I am no Denis-Charles but given the other paper you quoted let me think of a sketch, perhaps you will be able to make the right out of it.
Let $\mathcal E \to \mathcal C$ be a Quillen presheaf (model categorical fibres, Quillen pairs as transition functors) where each $\mathcal E(c)$ is stable. This would imply, if we had the cofibrant generation in fibres for example, that for any functor $F: \mathcal D \to \mathcal C$, the category of sections $Sect(\mathcal D,F^*\mathcal E)$ is a stable model category. You can then introduce a $2$-functor $\mathbb D: (Cat/ \mathcal C)^{op} \to CAT$ that sends $F: \mathcal D \to \mathcal C$ to the homotopy category $Ho (Sect(\mathcal D,F^*\mathcal E))$ and study its properties. Something like that could be called a relative (pre)derivator (maybe it already is, forgive my ignorance, then) valued in triangulated categories.

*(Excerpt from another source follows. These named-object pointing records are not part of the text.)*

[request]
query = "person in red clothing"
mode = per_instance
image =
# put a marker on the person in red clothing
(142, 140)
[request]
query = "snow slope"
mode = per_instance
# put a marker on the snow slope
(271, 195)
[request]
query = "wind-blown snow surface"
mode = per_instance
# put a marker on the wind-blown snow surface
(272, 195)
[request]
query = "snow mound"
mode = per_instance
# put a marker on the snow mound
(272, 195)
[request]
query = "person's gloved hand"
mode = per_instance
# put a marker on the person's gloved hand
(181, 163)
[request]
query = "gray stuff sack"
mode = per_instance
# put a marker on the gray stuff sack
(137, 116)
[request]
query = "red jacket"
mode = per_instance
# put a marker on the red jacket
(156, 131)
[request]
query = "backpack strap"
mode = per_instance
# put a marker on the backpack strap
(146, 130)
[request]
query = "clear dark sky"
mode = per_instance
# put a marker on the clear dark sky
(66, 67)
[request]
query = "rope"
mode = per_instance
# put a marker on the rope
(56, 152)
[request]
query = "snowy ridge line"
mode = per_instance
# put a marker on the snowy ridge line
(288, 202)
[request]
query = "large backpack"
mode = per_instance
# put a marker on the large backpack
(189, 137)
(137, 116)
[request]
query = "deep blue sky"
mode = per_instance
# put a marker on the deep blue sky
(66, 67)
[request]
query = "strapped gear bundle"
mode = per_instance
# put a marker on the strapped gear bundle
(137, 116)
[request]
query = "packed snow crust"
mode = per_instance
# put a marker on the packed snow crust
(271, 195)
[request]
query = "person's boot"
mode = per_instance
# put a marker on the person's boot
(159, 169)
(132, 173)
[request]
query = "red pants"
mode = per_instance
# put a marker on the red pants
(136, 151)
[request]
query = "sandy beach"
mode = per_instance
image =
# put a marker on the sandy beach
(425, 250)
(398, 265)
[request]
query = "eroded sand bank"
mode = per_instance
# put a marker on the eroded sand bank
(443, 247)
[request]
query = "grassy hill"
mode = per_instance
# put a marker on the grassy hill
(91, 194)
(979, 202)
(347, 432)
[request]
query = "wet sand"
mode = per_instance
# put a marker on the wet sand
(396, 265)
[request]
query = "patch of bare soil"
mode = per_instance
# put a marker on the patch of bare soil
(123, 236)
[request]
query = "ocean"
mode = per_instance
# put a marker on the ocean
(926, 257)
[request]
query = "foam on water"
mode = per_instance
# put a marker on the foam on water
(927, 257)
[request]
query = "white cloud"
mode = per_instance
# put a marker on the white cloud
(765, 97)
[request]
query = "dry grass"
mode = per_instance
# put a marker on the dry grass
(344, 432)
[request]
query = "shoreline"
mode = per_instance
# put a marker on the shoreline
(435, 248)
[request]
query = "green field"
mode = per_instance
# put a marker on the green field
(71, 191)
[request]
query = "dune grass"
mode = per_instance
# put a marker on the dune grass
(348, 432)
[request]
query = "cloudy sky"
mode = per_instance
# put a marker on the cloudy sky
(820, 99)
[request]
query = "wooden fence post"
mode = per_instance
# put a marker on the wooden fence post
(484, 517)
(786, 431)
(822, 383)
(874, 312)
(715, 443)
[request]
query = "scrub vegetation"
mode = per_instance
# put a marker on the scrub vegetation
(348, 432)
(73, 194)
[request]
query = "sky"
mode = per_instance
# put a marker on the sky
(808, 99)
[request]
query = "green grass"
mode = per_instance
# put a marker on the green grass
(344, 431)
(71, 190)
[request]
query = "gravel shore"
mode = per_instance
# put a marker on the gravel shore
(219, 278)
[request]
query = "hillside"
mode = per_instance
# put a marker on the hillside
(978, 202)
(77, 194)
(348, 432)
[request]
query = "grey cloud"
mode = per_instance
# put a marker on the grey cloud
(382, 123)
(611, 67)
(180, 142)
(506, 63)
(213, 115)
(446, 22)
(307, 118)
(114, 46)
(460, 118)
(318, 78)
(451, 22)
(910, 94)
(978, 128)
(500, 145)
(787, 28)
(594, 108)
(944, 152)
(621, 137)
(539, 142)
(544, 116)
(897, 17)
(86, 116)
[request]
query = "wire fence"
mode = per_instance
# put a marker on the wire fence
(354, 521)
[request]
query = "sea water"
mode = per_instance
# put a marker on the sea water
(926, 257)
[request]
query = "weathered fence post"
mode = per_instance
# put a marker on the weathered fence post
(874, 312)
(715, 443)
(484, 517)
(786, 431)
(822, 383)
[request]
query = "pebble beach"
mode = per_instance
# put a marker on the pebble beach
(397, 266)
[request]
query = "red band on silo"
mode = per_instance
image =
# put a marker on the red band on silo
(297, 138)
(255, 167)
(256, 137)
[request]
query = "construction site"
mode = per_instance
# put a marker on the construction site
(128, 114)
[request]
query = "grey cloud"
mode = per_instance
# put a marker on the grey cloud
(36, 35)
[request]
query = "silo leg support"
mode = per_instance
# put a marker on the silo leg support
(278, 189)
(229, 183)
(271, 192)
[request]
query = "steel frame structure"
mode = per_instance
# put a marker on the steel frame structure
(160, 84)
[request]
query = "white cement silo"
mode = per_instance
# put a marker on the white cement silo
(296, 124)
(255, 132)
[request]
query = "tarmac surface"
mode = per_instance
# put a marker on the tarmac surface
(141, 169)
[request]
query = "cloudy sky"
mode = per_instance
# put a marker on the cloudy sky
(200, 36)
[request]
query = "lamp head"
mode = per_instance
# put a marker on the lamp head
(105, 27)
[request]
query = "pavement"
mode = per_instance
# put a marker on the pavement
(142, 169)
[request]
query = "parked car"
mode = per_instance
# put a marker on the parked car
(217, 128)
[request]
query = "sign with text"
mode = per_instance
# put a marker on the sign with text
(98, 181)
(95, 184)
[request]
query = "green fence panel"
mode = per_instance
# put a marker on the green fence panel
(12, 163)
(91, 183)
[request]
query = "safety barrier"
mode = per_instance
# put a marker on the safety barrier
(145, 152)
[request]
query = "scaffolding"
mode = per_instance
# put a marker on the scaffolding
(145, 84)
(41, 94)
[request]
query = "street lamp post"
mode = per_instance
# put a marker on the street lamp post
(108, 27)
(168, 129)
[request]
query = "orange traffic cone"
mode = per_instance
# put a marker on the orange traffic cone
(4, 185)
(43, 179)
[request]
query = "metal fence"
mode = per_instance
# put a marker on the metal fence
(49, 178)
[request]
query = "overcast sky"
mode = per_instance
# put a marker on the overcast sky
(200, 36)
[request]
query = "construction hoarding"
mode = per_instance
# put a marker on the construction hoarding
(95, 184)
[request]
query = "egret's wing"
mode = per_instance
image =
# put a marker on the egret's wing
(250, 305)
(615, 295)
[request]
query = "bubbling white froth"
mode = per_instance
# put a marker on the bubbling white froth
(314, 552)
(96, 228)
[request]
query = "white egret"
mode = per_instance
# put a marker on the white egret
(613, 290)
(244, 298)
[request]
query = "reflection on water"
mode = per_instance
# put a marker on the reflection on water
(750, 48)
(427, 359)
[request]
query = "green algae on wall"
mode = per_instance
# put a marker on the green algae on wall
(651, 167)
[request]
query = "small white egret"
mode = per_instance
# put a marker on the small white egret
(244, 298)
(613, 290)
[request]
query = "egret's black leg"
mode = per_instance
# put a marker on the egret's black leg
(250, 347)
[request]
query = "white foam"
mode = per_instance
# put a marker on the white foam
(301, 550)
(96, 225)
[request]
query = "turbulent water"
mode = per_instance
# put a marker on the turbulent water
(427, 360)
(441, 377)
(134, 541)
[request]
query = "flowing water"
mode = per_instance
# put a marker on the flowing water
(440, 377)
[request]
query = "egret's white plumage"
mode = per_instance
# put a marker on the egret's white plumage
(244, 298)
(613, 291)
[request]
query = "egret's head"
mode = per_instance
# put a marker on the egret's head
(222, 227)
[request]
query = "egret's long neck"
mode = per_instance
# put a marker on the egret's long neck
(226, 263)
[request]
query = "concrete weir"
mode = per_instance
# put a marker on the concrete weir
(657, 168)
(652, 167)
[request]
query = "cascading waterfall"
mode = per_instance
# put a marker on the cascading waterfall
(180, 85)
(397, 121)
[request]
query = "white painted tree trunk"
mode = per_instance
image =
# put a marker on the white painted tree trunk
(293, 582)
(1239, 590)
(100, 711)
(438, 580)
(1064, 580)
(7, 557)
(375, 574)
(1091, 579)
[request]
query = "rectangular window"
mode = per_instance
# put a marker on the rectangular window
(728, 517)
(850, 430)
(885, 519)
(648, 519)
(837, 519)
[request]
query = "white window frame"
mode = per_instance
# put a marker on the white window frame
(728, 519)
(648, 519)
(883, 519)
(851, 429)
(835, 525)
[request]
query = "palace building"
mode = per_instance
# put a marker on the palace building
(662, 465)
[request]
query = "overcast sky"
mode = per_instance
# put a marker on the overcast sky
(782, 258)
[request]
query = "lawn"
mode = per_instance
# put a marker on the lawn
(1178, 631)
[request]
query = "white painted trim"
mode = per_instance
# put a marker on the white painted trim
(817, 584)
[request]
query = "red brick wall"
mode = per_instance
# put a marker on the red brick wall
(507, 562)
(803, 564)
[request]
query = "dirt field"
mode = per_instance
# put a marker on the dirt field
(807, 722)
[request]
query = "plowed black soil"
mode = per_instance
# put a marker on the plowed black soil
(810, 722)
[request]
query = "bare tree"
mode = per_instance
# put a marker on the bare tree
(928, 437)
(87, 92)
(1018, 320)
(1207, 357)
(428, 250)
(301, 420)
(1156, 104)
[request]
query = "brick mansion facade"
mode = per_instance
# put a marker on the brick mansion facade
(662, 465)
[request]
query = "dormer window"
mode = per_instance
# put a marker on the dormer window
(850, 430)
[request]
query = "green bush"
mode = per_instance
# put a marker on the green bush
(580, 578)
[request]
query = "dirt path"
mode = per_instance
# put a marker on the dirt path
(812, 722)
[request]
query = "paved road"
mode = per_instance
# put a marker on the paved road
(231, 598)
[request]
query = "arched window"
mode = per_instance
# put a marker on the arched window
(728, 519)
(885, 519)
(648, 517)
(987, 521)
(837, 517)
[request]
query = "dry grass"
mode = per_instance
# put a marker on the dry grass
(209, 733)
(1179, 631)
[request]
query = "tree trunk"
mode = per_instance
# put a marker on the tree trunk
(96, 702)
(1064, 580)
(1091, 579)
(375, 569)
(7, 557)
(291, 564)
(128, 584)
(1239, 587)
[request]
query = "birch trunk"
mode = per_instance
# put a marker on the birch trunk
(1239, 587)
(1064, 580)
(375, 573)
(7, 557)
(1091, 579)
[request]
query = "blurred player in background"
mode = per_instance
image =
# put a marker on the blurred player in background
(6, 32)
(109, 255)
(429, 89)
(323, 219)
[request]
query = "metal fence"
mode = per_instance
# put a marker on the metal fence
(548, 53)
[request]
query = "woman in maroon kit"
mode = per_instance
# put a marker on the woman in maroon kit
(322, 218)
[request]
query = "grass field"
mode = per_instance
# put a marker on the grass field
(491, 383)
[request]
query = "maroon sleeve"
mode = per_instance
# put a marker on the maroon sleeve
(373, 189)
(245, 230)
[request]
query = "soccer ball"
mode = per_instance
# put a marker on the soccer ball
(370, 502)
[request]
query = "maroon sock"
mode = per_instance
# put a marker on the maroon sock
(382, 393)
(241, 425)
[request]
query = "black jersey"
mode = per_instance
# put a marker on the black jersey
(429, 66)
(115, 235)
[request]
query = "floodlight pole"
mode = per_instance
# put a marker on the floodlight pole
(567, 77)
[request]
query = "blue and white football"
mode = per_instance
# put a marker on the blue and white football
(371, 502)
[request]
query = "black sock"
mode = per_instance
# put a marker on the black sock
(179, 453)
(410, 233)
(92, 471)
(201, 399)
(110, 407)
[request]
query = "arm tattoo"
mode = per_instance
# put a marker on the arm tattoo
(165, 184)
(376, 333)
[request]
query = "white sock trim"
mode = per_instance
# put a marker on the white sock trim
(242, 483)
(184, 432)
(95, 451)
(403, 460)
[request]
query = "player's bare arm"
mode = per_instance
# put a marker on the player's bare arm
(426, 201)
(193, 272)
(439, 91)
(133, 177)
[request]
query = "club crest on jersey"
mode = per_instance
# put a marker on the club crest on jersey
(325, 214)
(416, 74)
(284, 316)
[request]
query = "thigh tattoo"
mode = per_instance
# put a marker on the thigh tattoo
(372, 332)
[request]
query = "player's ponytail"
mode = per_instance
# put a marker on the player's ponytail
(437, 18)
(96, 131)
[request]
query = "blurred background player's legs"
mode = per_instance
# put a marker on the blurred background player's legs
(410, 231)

We can also start with the infinity-localisation $L \mathcal E \to \mathcal C$ and study its infinity-categorical sections $Sect(\mathcal D,F^* L \mathcal E)$ for functors $F: \mathcal D \to \mathcal C$. Since a localisation of a stable model category is a stable infinity-category (a statement true even without cofibrant generation due to Proposition 3 mentioned below), $L \mathcal E \to \mathcal C$ is a bicartesian fibration with stable fibres and using Section 5 of HTT (co/limits of sections computed fibrewise) we can verify that each $Sect(\mathcal D,F^* L \mathcal E)$ is stable. Taking their homotopy categories would again yield another $2$-functor $\mathbb D':(Cat/ \mathcal C)^{op} \to CAT$ valued in triangulated categories.
Proposition 3 of the Reedy paper means however that $Ho (Sect(\mathcal D,F^*\mathcal E)) \cong Ho (Sect(\mathcal D,F^* L \mathcal E))$ where the latter is the homotopy category of an infinity-category and the former is that of a model category. In other words, the relative derivators $\mathbb D$ and $\mathbb D'$ are equivalent; the equivalence comes from the fairly canonical map $L Sect(\mathcal D,F^*\mathcal E)) \to Sect(\mathcal D,F^* L \mathcal E)$ (universality of localisation is used here) so it should be trackable along base changes. Thus you can study your relative derivators any way you want, via the model-categorical presentation or the infinity-categorical one.
I suppose you get an algebraic derivator if you replace $\mathcal C$ by $Sch$ (no restriction on the size of $\mathcal C$ was made above) and consider something like $QCoh \to Sch$ for the Quillen presheaf, but you will have to take it from here to see if that fits. Maybe I should add something about such relative derivators to the Reedy paper if life permits.